Updating / replacing data that was loaded via Kafka-Indexer-task

I’m trying to understand a little bit more around the update use case, and how we would update our data after it has been loaded in druid.

Lets say I have a Kafka topic with 5 partitions, and we have an Kafka-indexing task to that will create 15 minute segments.

Now lets say we have now streamed in and processed data for 2019-01-01

Now one day later 2019-01-02, we have determined that we have some records that have changed, say we found 100 records at: 2019-01-01T20:00:00

So now I can ‘identify the’ the time-chunk (I believe that is the term?), which would be, 2019-01-01T20:00 logically to < 2019-01-01T20:15:00

Since we streamed it in via kafka, this means we in fact will have 5 segments where this data could live?, and our ‘updated/new data’ may be 1 or more segment files in that time chunk.

So in this case…we could:

Option1:

  1. Extract all the data from druid, with a query,

  2. Merge it offline into a data file (with the updated/new records)

  3. Create new ‘FileIndexing task’, and re-process

–> This would now ‘replace’ the old 5 indexes at that time chunk?, or would we need…also then delete the old segments?

Option 2:

  1. Create a new Data file (not via druid extract), with the proper data for that 15 minute window,

  2. dump to to file.

  3. Create new ‘FileIndexing task’, and re-process

–> Again same question above: This would now ‘replace’ the old 5 indexes at that time chunk?, or would we need…also then delete the old segments?

Option 3:

  1. Create a NEW Kafka TOPIC, and dump our merged data into that topic.

  2. Drop/Kill the old time-chunk (the 5 segment files)

  3. Create new Kafka-Indexing-Task, (with the same data-source-name)

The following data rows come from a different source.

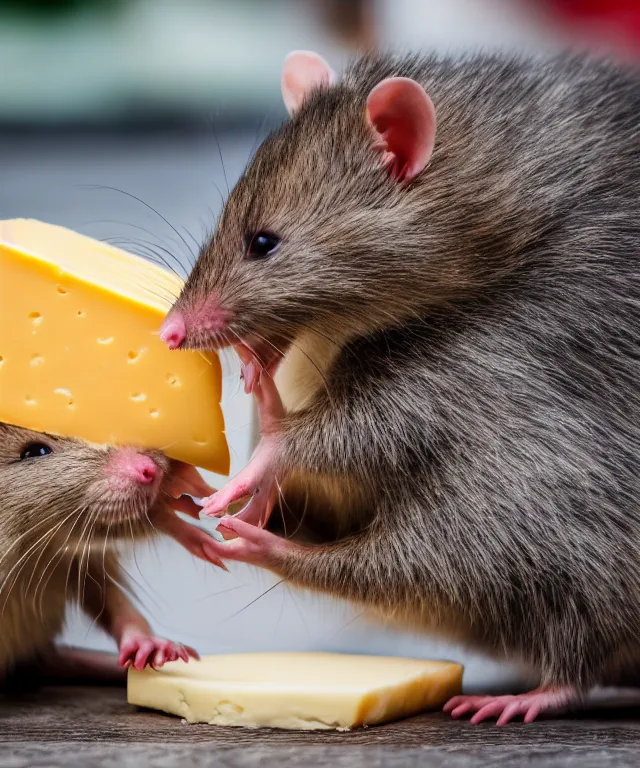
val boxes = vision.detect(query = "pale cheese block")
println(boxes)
[127,653,463,730]
[0,219,229,474]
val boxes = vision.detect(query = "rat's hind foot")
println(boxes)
[203,517,297,569]
[118,632,200,669]
[444,686,580,725]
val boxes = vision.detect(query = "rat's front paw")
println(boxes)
[202,517,297,570]
[118,633,200,669]
[202,437,278,526]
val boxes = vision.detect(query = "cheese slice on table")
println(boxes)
[127,653,463,730]
[0,219,229,474]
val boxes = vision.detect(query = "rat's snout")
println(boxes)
[160,296,231,349]
[160,312,187,349]
[107,448,162,486]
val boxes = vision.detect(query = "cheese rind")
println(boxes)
[127,653,463,730]
[0,219,229,474]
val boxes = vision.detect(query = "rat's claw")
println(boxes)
[443,686,579,725]
[202,438,277,525]
[153,509,227,571]
[118,633,200,669]
[204,517,296,568]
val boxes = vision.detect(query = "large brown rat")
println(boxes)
[0,423,215,685]
[162,52,640,724]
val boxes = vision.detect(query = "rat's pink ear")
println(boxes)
[282,51,336,115]
[367,77,436,182]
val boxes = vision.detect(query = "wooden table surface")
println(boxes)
[0,687,640,768]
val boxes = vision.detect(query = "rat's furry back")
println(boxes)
[178,56,640,686]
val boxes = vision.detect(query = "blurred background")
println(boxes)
[0,0,640,689]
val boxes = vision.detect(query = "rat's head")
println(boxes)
[0,423,173,546]
[161,52,436,362]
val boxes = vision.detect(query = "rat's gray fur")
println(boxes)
[177,56,640,688]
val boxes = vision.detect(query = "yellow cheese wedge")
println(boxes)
[127,653,463,730]
[0,219,229,474]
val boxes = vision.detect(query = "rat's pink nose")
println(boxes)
[160,312,187,349]
[118,453,158,485]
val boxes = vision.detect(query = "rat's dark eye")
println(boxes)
[20,443,53,461]
[246,232,280,259]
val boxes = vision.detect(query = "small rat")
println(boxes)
[0,423,218,688]
[162,52,640,724]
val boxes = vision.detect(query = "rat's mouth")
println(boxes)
[235,336,288,378]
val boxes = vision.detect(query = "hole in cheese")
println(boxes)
[0,220,229,474]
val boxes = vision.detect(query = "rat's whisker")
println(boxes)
[80,184,195,257]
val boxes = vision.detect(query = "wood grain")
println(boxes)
[0,687,640,768]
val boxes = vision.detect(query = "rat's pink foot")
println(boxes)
[203,349,284,526]
[118,633,200,669]
[202,438,278,526]
[152,509,227,571]
[204,517,297,568]
[444,686,580,725]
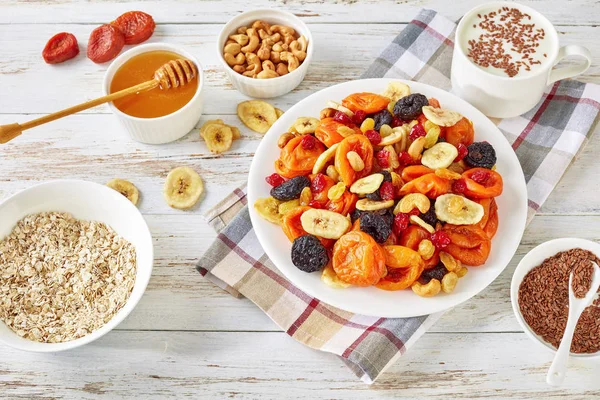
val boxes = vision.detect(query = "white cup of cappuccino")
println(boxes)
[451,2,592,118]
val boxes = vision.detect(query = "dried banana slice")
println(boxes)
[326,100,354,118]
[254,197,283,225]
[163,167,204,210]
[313,143,340,174]
[300,208,351,239]
[350,174,383,195]
[237,100,277,133]
[321,263,350,289]
[435,194,484,225]
[423,106,462,126]
[203,124,233,153]
[106,178,140,206]
[356,199,394,211]
[383,82,410,102]
[421,142,458,169]
[292,117,319,135]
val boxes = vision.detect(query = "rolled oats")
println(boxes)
[0,212,136,343]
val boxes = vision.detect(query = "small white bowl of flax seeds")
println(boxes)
[510,238,600,359]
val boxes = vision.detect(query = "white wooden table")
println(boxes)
[0,0,600,399]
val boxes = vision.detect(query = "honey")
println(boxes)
[110,50,198,118]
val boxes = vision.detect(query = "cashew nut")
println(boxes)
[290,40,306,62]
[442,272,458,293]
[223,53,246,66]
[256,40,271,61]
[271,25,296,37]
[252,20,273,35]
[411,279,442,297]
[223,42,242,56]
[233,65,246,74]
[394,193,431,215]
[271,51,281,64]
[262,60,275,71]
[229,33,250,46]
[275,62,290,76]
[244,53,262,77]
[240,28,260,53]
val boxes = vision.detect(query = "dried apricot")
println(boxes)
[333,231,386,286]
[377,246,425,290]
[401,165,435,182]
[111,11,156,44]
[315,118,362,147]
[400,173,452,199]
[462,168,503,199]
[342,92,390,114]
[444,117,475,147]
[335,135,373,186]
[442,224,491,266]
[275,136,325,178]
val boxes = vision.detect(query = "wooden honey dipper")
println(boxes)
[0,58,198,144]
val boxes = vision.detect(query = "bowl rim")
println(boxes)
[510,237,600,359]
[0,179,154,353]
[216,8,314,87]
[102,42,204,121]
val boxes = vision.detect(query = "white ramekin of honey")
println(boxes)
[103,43,204,144]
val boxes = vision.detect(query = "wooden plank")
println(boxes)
[0,0,598,25]
[0,331,600,400]
[0,23,600,114]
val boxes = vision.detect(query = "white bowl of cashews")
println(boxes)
[217,9,314,99]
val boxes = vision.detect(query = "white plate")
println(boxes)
[0,180,154,352]
[248,79,527,318]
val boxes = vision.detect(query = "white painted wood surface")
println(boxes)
[0,0,600,399]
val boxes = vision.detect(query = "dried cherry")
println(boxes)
[465,142,497,169]
[271,176,310,201]
[87,24,125,64]
[292,235,329,272]
[111,11,156,44]
[394,93,429,121]
[42,32,79,64]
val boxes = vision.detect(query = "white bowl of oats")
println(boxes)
[0,180,154,352]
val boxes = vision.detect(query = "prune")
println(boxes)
[371,109,394,131]
[394,93,429,121]
[360,213,392,243]
[421,263,448,283]
[271,176,310,201]
[420,200,438,228]
[292,235,329,272]
[464,142,496,169]
[379,169,392,182]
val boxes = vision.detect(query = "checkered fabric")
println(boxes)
[197,10,600,383]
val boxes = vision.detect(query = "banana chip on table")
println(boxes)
[106,178,140,206]
[163,167,204,210]
[237,100,279,134]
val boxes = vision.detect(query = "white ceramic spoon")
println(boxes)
[546,263,600,386]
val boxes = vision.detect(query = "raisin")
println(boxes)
[360,213,392,243]
[420,200,438,227]
[292,235,329,272]
[371,109,394,131]
[421,262,448,283]
[394,93,429,121]
[271,176,310,201]
[464,142,496,169]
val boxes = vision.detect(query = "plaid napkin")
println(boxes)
[197,10,600,383]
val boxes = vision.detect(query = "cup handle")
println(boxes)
[548,44,592,85]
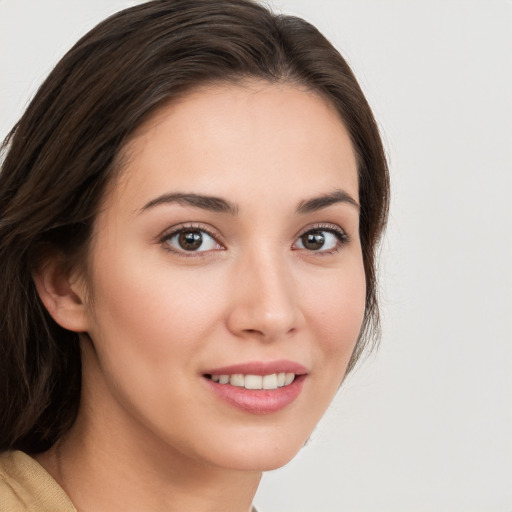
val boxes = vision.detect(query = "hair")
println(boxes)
[0,0,389,453]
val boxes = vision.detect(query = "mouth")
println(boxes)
[203,361,307,415]
[205,372,296,389]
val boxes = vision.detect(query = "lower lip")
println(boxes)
[204,375,306,414]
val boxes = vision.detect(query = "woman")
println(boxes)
[0,0,388,512]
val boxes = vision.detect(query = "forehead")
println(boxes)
[110,81,358,212]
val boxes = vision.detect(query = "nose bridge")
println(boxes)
[226,245,302,339]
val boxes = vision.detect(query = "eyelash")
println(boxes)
[294,224,350,256]
[160,224,225,258]
[159,224,350,258]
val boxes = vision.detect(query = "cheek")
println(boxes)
[306,256,366,366]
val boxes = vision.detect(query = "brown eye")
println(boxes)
[162,228,223,252]
[294,227,348,253]
[178,231,203,251]
[300,231,325,251]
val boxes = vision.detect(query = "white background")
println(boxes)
[0,0,512,512]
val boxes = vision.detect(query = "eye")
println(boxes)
[294,227,348,252]
[162,228,223,252]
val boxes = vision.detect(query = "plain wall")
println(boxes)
[0,0,512,512]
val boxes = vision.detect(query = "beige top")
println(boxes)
[0,451,77,512]
[0,451,257,512]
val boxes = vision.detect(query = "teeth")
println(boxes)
[261,373,277,389]
[211,373,295,389]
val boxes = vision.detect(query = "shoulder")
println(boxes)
[0,451,76,512]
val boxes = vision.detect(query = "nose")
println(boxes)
[227,247,304,341]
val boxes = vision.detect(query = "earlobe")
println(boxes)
[32,256,89,332]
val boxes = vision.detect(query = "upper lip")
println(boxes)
[204,360,307,375]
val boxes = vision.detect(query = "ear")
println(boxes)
[32,254,89,332]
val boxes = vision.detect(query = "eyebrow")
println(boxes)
[139,193,238,215]
[297,188,359,213]
[139,189,359,215]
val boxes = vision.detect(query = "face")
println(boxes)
[82,82,365,470]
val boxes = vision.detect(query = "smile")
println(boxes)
[208,372,295,389]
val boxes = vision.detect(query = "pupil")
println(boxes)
[302,232,325,251]
[178,231,203,251]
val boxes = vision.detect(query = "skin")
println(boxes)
[36,82,365,512]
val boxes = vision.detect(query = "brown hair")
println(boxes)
[0,0,389,452]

Would all 3 of the options make sense? and are they even possible? (I’m suspecting option 3 is maybe the most questionable?)

Dan

Hey Dan,

Option 2 is the most common that I have seen in real world situations. It takes advantage of the fact that Druid’s batch indexing defaults to ‘overwrite by interval’ mode, meaning you can use it to replace stream-ingested data.

People do option 1 sometimes too and it can also work - you just need to export the data first.

Option 3 wouldn’t work as you’ve written it, since you can only have one topic reading into a datasource at a time. But, you could tweak it slightly: first, drop the old time chunk; then, write the fixed / merged data into the original kafka topic. That would work.